# PB13 Placement/ Color choice for my house?



## Guest (Jul 13, 2007)

I posted some in the PB13 starts shipping soon thread, but didn't want to take that off course. I've got one on order(textured black) but really don't know how its going to look. Its rather large compared to what I have. Also, I really didn't want to spend much more on the finish but if you all think it would look better the Rosenut might work. Here are some pics of my room. 

























The side table next to the sofa is actually similar in size to the PB13. The ceilings are 15 ft and connects to kitchen. Also, left of the end table there is an open dining area. Its not a big house but you basically have to pressurize 3/4 of it as its very open. The VTF-2 actually sound pretty good where its at, but I think the 13 will be a little large for that place. What do you all think on placement or color?
The throw covers are on everything as I've got 5 cats.

Thanks

Bill3508


----------



## Tonto (Jun 30, 2007)

Call SVS & get a quote on a custom stain. Read someone else did this and was very satisfied.


----------



## robbroy (Oct 19, 2006)

With the gear you've got up front, I'd stick with the textured black.

-Robb


----------



## Jon Liu (May 21, 2007)

I agree with Robbroy, textured black is probably the way to go.
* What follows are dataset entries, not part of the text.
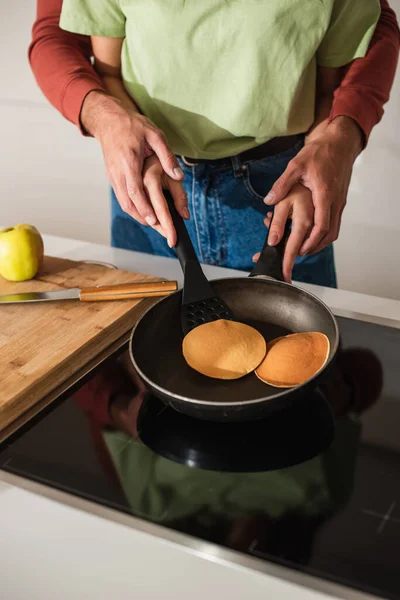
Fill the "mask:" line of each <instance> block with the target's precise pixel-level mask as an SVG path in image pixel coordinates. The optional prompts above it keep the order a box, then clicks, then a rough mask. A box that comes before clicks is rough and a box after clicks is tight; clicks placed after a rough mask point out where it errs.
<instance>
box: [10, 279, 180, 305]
mask: <svg viewBox="0 0 400 600" xmlns="http://www.w3.org/2000/svg"><path fill="white" fill-rule="evenodd" d="M177 289H178V284H177V282H176V281H150V282H146V281H144V282H140V283H139V282H138V283H120V284H117V285H98V286H93V287H84V288H70V289H65V290H54V291H50V292H23V293H20V294H6V295H3V296H0V304H20V303H21V304H26V303H29V302H54V301H60V300H80V301H81V302H99V301H107V300H137V299H141V298H157V297H160V296H169V295H170V294H173V293H174V292H176V290H177Z"/></svg>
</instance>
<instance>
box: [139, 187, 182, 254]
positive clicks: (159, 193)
mask: <svg viewBox="0 0 400 600" xmlns="http://www.w3.org/2000/svg"><path fill="white" fill-rule="evenodd" d="M146 191H147V194H148V196H149V198H151V202H152V204H153V207H154V210H155V212H156V214H157V219H158V223H159V224H160V233H161V234H162V235H163V236H164V237H166V238H167V242H168V246H169V247H170V248H173V247H174V246H175V245H176V232H175V227H174V224H173V222H172V218H171V215H170V213H169V210H168V204H167V201H166V199H165V196H164V194H163V190H162V185H161V181H160V180H158V181H157V180H156V179H152V180H151V181H149V182H148V183H147V184H146Z"/></svg>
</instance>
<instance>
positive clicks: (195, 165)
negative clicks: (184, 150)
mask: <svg viewBox="0 0 400 600" xmlns="http://www.w3.org/2000/svg"><path fill="white" fill-rule="evenodd" d="M181 159H182V162H184V163H185V165H186V166H188V167H197V166H198V165H199V163H192V162H190V161H188V159H187V158H186V157H185V156H181Z"/></svg>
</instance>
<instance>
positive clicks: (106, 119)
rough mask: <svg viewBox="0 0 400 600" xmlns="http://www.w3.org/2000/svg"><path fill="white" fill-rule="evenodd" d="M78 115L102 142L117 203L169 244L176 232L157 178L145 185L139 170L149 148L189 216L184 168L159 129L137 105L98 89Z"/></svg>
mask: <svg viewBox="0 0 400 600" xmlns="http://www.w3.org/2000/svg"><path fill="white" fill-rule="evenodd" d="M81 121H82V125H83V126H84V127H85V129H86V130H87V131H88V132H89V133H90V134H92V135H93V136H94V137H95V138H96V139H97V140H98V141H99V142H100V144H101V147H102V150H103V155H104V162H105V165H106V169H107V177H108V180H109V182H110V184H111V185H112V187H113V189H114V191H115V194H116V196H117V198H118V201H119V203H120V205H121V208H122V209H123V210H124V211H125V212H126V213H128V214H129V215H130V216H131V217H133V218H134V219H136V220H137V221H138V222H139V223H141V224H142V225H150V226H151V227H155V228H157V230H160V231H162V232H163V235H165V236H166V237H167V240H168V244H169V245H170V246H171V247H172V246H174V245H175V243H176V234H175V230H174V227H173V224H172V220H171V217H170V215H169V212H168V211H167V212H166V210H165V206H166V205H165V199H164V201H163V200H162V192H161V191H160V185H161V184H157V185H156V184H155V183H154V181H155V179H154V177H153V176H150V178H149V177H148V181H149V182H150V183H149V185H145V184H144V179H143V177H144V174H143V172H142V171H143V166H144V160H145V159H146V157H148V156H151V155H152V154H153V153H154V154H155V157H156V158H157V161H158V164H159V165H160V166H161V171H163V173H164V174H166V175H167V176H168V182H169V183H170V184H172V182H174V183H175V186H172V187H171V192H172V194H173V196H174V198H175V199H176V201H177V204H176V207H177V210H178V212H179V214H180V215H181V216H182V217H183V218H185V219H187V218H189V213H188V209H187V199H186V195H185V192H184V190H183V186H182V184H181V180H182V179H183V173H182V170H181V168H180V166H179V163H178V161H177V159H176V157H175V155H174V153H173V152H172V151H171V149H170V148H169V146H168V144H167V142H166V139H165V136H164V134H163V133H162V131H160V130H159V129H158V128H157V127H156V126H155V125H154V124H153V123H152V122H151V121H150V120H149V119H147V117H145V116H143V115H141V114H140V113H139V112H138V111H136V110H135V109H134V107H133V105H132V108H130V107H128V106H126V105H124V104H123V103H122V102H121V101H120V100H118V99H117V98H113V97H112V96H108V95H107V94H103V93H101V92H91V93H90V94H88V96H87V97H86V99H85V102H84V105H83V108H82V113H81ZM160 177H161V175H160ZM160 177H159V181H160ZM163 183H165V182H164V181H163Z"/></svg>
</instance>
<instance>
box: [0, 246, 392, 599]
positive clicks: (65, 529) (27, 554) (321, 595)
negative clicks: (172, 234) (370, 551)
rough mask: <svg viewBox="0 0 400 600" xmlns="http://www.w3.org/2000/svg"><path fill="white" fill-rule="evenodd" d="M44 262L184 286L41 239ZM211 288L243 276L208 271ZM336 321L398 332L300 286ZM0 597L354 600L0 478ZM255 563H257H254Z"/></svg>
mask: <svg viewBox="0 0 400 600" xmlns="http://www.w3.org/2000/svg"><path fill="white" fill-rule="evenodd" d="M44 241H45V248H46V254H49V255H52V256H59V257H64V258H71V259H75V260H79V259H81V260H95V261H101V262H108V263H112V264H114V265H116V266H118V267H119V268H122V269H126V270H132V271H136V272H143V273H147V274H151V275H157V276H162V277H166V278H168V279H177V280H178V281H179V282H181V281H182V276H181V272H180V268H179V264H178V262H177V261H176V260H171V259H163V258H155V257H150V256H147V255H144V254H139V253H134V252H127V251H124V250H116V249H112V248H108V247H105V246H98V245H94V244H89V243H85V242H79V241H76V240H68V239H61V238H56V237H53V236H45V239H44ZM205 271H206V274H207V276H208V277H209V278H210V279H213V278H222V277H232V275H233V276H235V275H239V276H243V273H240V272H235V271H230V270H228V269H219V268H217V267H206V268H205ZM304 287H306V288H307V289H308V290H310V291H312V292H313V293H315V294H316V295H318V296H319V297H320V298H321V299H322V300H323V301H324V302H325V303H326V304H328V306H330V308H331V309H332V310H333V311H334V312H335V313H336V314H340V315H343V316H355V317H357V318H361V319H364V320H372V321H376V322H388V323H389V322H390V324H391V325H392V326H395V327H399V328H400V302H398V301H395V300H388V299H384V298H376V297H372V296H366V295H363V294H357V293H353V292H348V291H343V290H331V289H327V288H319V287H316V286H304ZM0 532H1V544H0V565H1V566H0V574H1V578H0V590H1V592H2V593H1V594H0V595H1V597H2V598H3V597H4V598H5V599H7V600H28V599H29V600H83V599H85V600H92V598H93V600H110V598H114V599H115V598H121V599H122V598H138V599H140V600H159V599H160V600H161V599H164V598H174V600H188V599H189V598H190V600H204V597H209V598H211V599H214V598H216V597H217V595H218V597H219V596H221V597H222V596H225V595H226V596H227V597H229V598H230V599H231V600H243V599H244V598H251V599H252V600H261V599H262V600H265V599H266V598H271V599H273V600H275V599H277V598H280V599H281V600H285V599H289V598H290V599H291V600H292V599H294V598H295V599H296V600H306V599H310V600H311V599H319V600H322V599H324V598H332V597H333V598H347V599H349V600H357V599H358V600H361V599H366V598H368V597H369V596H367V595H365V594H359V593H357V592H353V591H350V590H346V589H344V588H339V587H338V586H333V585H330V584H328V583H325V582H322V581H320V580H318V579H314V578H310V577H304V576H302V575H300V574H299V573H296V572H295V571H291V570H287V569H284V568H281V567H277V566H274V565H272V564H269V563H265V562H264V561H263V562H260V561H256V560H255V559H247V558H246V557H244V556H242V555H237V554H236V553H234V552H230V551H225V550H222V549H220V548H218V547H217V546H214V545H213V544H208V543H203V542H200V541H196V543H194V542H193V543H188V542H187V540H186V544H185V545H182V544H180V543H179V535H175V536H172V535H170V534H169V532H168V530H165V529H164V528H160V527H158V526H154V527H149V526H147V525H146V524H145V522H142V521H140V520H136V519H133V518H131V517H126V516H125V515H121V514H120V513H116V512H115V511H112V510H110V509H104V510H103V509H102V508H101V507H98V506H97V505H94V504H92V503H90V502H87V501H84V500H81V499H78V498H74V497H70V496H68V495H66V494H63V493H61V492H55V491H53V490H51V489H50V488H47V487H45V486H38V485H37V484H32V483H30V482H28V481H26V480H19V481H18V480H17V479H15V478H13V477H11V476H9V475H8V474H6V473H4V472H1V471H0ZM257 563H258V564H257Z"/></svg>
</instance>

Otherwise, I think it would be an odd contrast between your Axioms and the sub itself.


----------



## Guest (Jul 15, 2007)

I appreciate the help. I figured I would get a few that would want the rosenut, but I do have a lot of black already in there. I guess I was thinking of limiting that amount some. 

Thanks

Bill3508


----------



## jr1414 (Nov 28, 2007)

Isn't placing the sub right next to an opening a big "no-no"? I would think you'd be better served with it positioned over where the red chair is, perhaps some furniture can be moved around? Never let anything get in the way of your HT setup..... :^)


----------



## Guest (Nov 29, 2007)

jr1414 said:


> Isn't placing the sub right next to an opening a big "no-no"? I would think you'd be better served with it positioned over where the red chair is, perhaps some furniture can be moved around? Never let anything get in the way of your HT setup..... :^)


Yes. I normally close the door when I watch movies. Even though that opening is there though I have good bass at that position. The red chair position was tried early on and was not successful. The thing is I have really high ceilings with a 6 ft wall that comes down from the ceiling for breaking up the room that seems to effect my positioning. I currently have the PB13 where the HSU is in the pic and have the HSU on the left side of the TV. It sounds very good and I have a pretty even FR from 80-30, but drop 10db in the 20's. 

Also, I went with the Rosenut and its amazing.

Bill3508


----------



## Captain Crunch (Apr 2, 2007)

My vote goes in for the *textured black.*............I think it will go nicely with the rest of the room and equipment.


----------



## Dundas (May 16, 2006)

I went with Rosenut and regret it. The rest of the wood furniture in my HT is in a finish that is very similar to the old SVS cherry. The Rosenut finish is quite dark and very red and does not go with the cherry finish at all IMHO. In hindsight black would have been a better choice in my room.


----------